FDG-PET/CT has been verified as an effective tool in diagnosis, preoperative and prognosis evaluation in renal tumors (7,8). A meta-analysis previously demonstrated that the sensitivity and specificity of FDG-PET for renal lesions are 62 and 88%, respectively; however, sensitivity and specificity increase to 84 and 91% for extra-renal lesions (9). FDG-PET is reportedly more consistent in detecting extra-renal lesions than renal lesions (9). In the present case, FDG-PET/CT was performed prior to surgery. Since the kidney has an abnormal structure and if invasive inflammation has occurred, it is difficult to make a definite diagnosis prior to surgery. Sometimes renal benign diseases resemble renal malignancies, such as acute pyelonephritis, xanthogranulomatous pyelonephritis or inflammatory pseudotumors on FDG-PET/CT (10–12).

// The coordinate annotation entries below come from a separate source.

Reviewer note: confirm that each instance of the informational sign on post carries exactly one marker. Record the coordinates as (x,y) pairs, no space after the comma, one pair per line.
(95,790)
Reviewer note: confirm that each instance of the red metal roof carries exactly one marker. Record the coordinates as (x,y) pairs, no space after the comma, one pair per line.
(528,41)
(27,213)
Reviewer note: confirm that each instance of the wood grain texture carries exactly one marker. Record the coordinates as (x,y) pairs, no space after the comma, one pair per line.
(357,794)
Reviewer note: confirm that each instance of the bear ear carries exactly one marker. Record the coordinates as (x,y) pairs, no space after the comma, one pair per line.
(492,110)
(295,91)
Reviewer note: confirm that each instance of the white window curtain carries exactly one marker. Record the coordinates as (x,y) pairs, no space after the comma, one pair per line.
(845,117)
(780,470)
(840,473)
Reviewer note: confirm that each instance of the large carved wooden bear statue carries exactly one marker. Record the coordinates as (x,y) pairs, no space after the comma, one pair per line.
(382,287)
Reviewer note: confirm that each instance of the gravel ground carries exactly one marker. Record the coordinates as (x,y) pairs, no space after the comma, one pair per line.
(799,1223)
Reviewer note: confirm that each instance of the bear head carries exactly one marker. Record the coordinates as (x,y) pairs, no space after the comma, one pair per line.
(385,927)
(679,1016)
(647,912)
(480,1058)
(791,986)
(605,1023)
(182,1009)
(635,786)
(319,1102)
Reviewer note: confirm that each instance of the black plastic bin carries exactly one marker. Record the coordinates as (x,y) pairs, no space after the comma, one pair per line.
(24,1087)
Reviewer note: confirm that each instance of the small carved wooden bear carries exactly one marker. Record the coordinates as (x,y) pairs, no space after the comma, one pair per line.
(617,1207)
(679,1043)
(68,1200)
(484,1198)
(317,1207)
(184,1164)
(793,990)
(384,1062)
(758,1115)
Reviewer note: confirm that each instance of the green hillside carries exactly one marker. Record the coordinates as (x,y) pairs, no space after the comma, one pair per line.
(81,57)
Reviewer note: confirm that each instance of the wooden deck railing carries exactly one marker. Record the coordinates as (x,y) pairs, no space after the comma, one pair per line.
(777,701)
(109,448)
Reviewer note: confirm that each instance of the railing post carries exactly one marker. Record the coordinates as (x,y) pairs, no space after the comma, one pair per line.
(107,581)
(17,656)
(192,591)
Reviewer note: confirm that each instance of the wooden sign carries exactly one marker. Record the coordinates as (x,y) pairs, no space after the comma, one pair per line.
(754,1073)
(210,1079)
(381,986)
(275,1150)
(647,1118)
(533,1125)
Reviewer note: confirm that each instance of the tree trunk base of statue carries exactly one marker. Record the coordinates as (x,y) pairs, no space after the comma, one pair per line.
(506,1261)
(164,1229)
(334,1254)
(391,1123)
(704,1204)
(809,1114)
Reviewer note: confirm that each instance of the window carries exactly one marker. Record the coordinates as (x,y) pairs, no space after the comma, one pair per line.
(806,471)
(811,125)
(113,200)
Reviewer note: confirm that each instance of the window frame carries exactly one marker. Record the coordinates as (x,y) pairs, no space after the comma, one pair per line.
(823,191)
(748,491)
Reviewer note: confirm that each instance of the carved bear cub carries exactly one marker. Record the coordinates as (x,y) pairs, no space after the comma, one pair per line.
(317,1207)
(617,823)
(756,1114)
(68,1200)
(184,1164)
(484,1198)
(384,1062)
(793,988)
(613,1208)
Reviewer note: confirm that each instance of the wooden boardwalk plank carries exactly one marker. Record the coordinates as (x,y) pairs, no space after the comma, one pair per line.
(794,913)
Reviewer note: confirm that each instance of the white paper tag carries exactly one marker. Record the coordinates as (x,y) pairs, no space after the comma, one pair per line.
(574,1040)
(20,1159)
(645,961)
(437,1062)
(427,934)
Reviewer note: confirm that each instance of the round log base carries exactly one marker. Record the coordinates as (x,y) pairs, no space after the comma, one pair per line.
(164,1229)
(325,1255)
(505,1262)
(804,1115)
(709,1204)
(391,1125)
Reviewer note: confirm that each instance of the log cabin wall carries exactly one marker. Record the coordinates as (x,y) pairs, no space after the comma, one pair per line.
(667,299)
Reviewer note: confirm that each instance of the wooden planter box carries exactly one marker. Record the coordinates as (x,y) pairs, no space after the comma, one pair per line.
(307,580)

Maximum standardized uptake value (SUVmax) in FDG-PET/CT is a potential measurement that may be used to evaluate patients' survival in renal cell carcinoma (8). For the patient in the present case, the SUVmax of the early image was 19.9, and 33.8 in the delayed image. According to Ferda et al (8) 12 month-mortality rate may be as high as 62.5%. Follow-up for the patient is therefore extremely important.
Primary kidney parenchyma squamous cell carcinoma is rare. The present study introduces a case of primary kidney parenchyma squamous cell carcinoma in a 61-year old man, which was initially diagnosed as xanthogranulomatous pyelonephritis on CT. In addition, FDG-PET/CT did not distinguish renal inflammation diseases from various types of tumors in the present case. Right radical nephrectomy was performed, and histological diagnosis determined a case of kidney parenchyma squamous cell carcinoma with inflammation invasion. The 1 year mortality for this case may reach as high as 62.5% according to the SUVmax. In conclusion, FDG-PET/CT is critical in assisting with the diagnosis and prognosis evaluation in kidney malignancies.